Я повертел в руках конверт — ни адреса, ни почтового штампа, ничего. Распечатал. Внутри оказался листок, а на нем вот что:
25 19,13 19, 2, 5, 13, 10, 13, 19 11, 8, 23, 9,8 3, 11, 13, 18,40 8, 18, 12, 2,7, 2, 12, 40,18,25 25 18, 1, 8, 10,8 21, 14, 11, 21 21, 14, 11, 21,12 17 5, 19, 8, 9,17,13 11, 10, 21, 9,17,13 25 11, 2, 7, 19,8 4,50 21, 20, 13, 23 19,8 5,19,13 4, 50, 23, 8 17, 19, 12, 13, 10, 13, 18,19,8 19, 2, 4, 23, 27, 11, 2,12,40 3,2 7, 2, 5, 17 15, 10, 2, 7,11,2 7,50 5, 19, 8, 9,8,9,8 11, 8, 4, 17, 23, 17, 18,40 19,8 7,18,13 10, 2, 7, 19,8 21 7,2,18 19, 17, 24, 13,9,8 19,13 7, 50, 14, 11,13,12 24, 13, 23, 8,7,13,1 15, 10, 13, 6,11,13 7, 18, 13, 9,8 16, 13, 19, 17,12 18, 7, 8, 4,8,11,21 18, 7, 8, 4,8,11,2 11,23,25 19, 13, 9, 8 9, 23, 2, 7,19,8,13 7,50 22, 8, 12, 17,12,13 18, 11, 13, 23, 2, 12, 40 7,18,13 15,8 11, 10, 21, 9,8,5,21 19,8 21 7,2,18 19, 17, 24, 13,9,8 19,13 7, 50, 14, 11,13,12.
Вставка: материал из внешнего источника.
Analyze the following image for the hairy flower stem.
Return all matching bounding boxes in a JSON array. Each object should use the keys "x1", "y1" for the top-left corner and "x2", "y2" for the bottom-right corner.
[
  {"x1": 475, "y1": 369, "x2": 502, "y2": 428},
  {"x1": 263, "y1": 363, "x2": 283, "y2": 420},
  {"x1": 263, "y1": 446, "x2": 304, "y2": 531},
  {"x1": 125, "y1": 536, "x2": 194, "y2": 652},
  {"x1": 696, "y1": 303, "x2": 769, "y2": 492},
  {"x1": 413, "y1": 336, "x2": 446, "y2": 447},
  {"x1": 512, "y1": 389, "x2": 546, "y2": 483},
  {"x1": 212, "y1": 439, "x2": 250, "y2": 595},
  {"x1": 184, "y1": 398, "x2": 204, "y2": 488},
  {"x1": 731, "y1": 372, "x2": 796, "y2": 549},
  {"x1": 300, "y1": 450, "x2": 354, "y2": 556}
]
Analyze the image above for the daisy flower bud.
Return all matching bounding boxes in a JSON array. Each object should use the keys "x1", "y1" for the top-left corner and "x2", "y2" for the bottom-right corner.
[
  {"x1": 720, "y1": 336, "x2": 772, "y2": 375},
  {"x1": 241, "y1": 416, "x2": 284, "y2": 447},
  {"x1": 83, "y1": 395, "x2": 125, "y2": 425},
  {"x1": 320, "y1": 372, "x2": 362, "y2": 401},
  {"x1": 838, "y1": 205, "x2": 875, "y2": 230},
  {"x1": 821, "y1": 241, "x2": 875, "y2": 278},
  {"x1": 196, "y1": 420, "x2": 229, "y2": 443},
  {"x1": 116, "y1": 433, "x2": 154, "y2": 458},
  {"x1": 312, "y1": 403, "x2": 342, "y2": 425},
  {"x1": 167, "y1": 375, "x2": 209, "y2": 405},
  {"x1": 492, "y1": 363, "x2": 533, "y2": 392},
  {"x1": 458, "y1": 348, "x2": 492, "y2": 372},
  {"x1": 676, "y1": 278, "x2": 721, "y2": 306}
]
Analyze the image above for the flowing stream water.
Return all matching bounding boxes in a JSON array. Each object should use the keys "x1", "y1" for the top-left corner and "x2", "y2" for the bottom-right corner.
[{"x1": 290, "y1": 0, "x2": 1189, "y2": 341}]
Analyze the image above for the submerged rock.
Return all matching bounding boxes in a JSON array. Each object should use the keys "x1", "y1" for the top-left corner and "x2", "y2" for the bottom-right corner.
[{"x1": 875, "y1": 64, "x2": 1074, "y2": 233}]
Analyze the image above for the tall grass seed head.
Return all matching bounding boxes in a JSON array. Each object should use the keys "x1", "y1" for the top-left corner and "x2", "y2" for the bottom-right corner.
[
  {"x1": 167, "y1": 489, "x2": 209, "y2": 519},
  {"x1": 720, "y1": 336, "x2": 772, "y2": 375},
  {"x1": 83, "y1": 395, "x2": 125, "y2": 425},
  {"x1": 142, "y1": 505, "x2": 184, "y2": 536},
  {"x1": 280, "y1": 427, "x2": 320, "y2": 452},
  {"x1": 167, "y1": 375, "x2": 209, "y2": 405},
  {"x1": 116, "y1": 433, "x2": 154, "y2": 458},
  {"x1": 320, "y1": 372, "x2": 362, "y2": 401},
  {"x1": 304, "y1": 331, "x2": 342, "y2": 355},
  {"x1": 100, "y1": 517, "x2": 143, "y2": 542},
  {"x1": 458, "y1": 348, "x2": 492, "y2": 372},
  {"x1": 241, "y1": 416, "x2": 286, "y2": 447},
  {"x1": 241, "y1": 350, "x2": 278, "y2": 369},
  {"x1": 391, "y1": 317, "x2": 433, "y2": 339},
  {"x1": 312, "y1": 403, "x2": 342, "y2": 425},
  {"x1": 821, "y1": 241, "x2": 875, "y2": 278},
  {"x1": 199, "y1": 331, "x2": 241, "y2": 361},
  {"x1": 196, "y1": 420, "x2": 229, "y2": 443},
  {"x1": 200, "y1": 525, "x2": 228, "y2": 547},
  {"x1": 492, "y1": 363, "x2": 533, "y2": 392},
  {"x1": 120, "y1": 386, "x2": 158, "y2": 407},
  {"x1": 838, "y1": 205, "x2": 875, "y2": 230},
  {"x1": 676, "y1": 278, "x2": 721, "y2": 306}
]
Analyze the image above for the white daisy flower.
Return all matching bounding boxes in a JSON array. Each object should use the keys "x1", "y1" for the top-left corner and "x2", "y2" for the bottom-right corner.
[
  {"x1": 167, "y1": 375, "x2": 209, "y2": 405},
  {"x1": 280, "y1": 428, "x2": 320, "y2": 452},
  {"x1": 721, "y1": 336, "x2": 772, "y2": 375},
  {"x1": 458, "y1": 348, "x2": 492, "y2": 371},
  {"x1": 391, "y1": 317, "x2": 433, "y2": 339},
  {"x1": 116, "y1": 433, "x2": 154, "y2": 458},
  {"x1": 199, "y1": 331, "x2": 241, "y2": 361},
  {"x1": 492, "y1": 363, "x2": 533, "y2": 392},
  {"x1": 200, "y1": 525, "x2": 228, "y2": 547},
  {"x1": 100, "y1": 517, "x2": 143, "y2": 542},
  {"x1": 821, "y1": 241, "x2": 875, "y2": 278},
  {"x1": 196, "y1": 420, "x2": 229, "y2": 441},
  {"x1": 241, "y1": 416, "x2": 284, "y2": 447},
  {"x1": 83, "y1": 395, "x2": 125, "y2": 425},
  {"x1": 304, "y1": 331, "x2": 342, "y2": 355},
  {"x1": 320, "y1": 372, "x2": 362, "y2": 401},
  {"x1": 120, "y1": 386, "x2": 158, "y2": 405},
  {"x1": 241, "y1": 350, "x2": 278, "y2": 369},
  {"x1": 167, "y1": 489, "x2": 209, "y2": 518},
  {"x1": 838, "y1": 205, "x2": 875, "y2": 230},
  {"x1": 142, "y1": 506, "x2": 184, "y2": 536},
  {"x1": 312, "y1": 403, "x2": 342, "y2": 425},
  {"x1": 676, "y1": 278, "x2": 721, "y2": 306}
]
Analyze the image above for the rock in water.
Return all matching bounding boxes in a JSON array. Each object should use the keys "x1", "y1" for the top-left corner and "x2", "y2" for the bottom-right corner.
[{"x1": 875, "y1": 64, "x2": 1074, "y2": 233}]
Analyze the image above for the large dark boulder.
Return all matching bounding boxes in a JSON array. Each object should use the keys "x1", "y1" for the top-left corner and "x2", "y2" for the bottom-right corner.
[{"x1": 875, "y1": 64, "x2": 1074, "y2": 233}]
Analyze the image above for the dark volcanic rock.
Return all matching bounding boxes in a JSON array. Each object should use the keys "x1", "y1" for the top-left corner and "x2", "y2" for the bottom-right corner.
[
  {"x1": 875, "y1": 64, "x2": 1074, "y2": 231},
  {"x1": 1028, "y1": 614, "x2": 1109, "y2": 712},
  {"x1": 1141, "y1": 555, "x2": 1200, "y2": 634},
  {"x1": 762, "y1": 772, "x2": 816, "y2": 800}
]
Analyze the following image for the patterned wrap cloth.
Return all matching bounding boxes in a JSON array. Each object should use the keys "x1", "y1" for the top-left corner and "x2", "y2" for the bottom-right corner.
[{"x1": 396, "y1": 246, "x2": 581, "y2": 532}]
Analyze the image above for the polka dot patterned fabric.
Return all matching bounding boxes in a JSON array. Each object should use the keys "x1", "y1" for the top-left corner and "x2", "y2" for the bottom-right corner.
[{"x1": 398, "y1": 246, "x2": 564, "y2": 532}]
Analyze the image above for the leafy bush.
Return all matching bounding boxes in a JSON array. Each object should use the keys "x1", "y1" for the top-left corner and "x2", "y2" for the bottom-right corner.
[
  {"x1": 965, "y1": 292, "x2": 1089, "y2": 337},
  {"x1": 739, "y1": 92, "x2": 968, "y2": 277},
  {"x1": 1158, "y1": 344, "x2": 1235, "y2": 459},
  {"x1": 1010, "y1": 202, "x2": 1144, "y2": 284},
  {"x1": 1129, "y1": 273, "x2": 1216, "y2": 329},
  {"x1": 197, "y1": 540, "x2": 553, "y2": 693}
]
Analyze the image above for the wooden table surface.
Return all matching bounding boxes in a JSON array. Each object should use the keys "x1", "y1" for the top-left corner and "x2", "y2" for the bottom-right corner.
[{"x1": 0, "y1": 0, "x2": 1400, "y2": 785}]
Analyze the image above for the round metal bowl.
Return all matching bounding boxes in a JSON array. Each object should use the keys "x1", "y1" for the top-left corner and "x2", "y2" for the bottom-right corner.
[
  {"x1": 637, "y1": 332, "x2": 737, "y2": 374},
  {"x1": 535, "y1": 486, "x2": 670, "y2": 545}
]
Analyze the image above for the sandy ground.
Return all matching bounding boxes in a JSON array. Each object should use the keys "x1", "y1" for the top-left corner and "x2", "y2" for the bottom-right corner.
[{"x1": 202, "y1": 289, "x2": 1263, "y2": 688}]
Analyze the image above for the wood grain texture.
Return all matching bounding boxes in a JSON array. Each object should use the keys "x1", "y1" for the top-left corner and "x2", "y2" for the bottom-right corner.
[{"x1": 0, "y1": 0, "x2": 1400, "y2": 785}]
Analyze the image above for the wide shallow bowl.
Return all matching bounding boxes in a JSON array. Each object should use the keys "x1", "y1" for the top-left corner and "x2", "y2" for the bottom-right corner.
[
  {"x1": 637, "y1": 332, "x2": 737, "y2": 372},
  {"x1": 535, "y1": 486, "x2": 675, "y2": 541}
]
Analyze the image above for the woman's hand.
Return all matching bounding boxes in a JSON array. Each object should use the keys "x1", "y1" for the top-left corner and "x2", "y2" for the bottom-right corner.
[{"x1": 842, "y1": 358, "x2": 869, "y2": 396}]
И тут я — не в первый уже раз — вспомнил одно недавнее происшествие.
Заседал совет детского дома. Неожиданно в дверь постучали, и на пороге появился Репин.
— Семен Афанасьевич, — сказал он, по обыкновению, спокойно и независимо, — мне нужно завтра быть в городе. Разрешите мне…
Я не успел ни обдумать его просьбу, ни спросить, зачем ему понадобилось отлучиться в город.
— Семен Афанасьевич, — заявил Стеклов, всей ладонью утирая лоб, — там вы ему после разрешите или не разрешите, а сейчас пускай он ведет протокол. Я уж запарился. А он у нас хорошо грамотный.